Self-exploration v. Self-explanation

For the longest time, like since middle school, I bristled against the idea of personality assessments explaining who I was or how I might act. I remember the resistance. I can feel the scowl of disbelief creeping onto my face and lodging itself resolutely between my adolescent eyes, secure on a furrowed brow.

This test won’t explain me. This result is bull shit. I am pretty sure at least 30% of my responses could have gone another way, depending on how I chose to read the question.

I dismissed assessments like the Enneagram, Myers Briggs, Clifton Strengths, horoscopes and the like as a puzzling phenomena that a not-insignificant number of my peers seemed to value to a puzzling extent. I dismissed the assessments as someone else’s fascination.

And then I didn’t.

I don’t remember the exact assessment, or the circumstances surrounding me. I don’t remember making some premeditated mindset shift before starting. Oddly, I do remember the couch I sat on. And when I completed the assessment and tabulated the results, instead of recoil or bristle, I thought, “Well, interesting. I wonder…” and then I started to ask myself more questions based on the results.
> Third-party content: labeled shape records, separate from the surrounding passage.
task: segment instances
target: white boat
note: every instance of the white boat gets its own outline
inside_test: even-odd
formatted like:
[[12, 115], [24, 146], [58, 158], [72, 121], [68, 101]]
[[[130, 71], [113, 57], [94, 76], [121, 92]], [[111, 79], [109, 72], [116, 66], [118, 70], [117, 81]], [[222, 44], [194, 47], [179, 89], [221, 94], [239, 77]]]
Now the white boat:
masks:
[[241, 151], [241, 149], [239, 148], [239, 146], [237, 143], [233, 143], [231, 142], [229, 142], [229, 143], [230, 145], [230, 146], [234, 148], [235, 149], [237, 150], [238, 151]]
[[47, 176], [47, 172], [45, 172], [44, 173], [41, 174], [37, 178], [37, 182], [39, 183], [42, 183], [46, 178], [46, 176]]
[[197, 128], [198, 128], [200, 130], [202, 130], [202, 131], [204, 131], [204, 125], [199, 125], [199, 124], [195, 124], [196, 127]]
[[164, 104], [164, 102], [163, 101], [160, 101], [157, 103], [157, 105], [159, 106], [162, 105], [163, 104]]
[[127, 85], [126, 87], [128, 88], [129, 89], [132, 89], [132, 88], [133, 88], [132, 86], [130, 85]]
The shift of perspective was this: I used to orient myself to assessments as tools for self-explanation, to explain the respondent to their peers, their bosses, their partners and themselves. The result of the test would make it clear who I was and how I needed the world to treat me in order to be happy. Or how my boss needed to treat me in order to get what they needed from me.

Curiosity invited a new orientation to assessment tools as potential starting points for deep self-exploration.

At a(om), we orient ourselves and our clients to assessments as tools for self-exploration, not self-explanation. This bias to curiosity inspires our very open minds when it comes to assessments and how to use them. You have a favorite? Great. Bring it. Never tried one? Great. We can make recommendations…based on what you are most curious to learn.

Also, I can almost guarantee the first question we will ask you about your assessment will be, “So, what did you notice while taking that test?”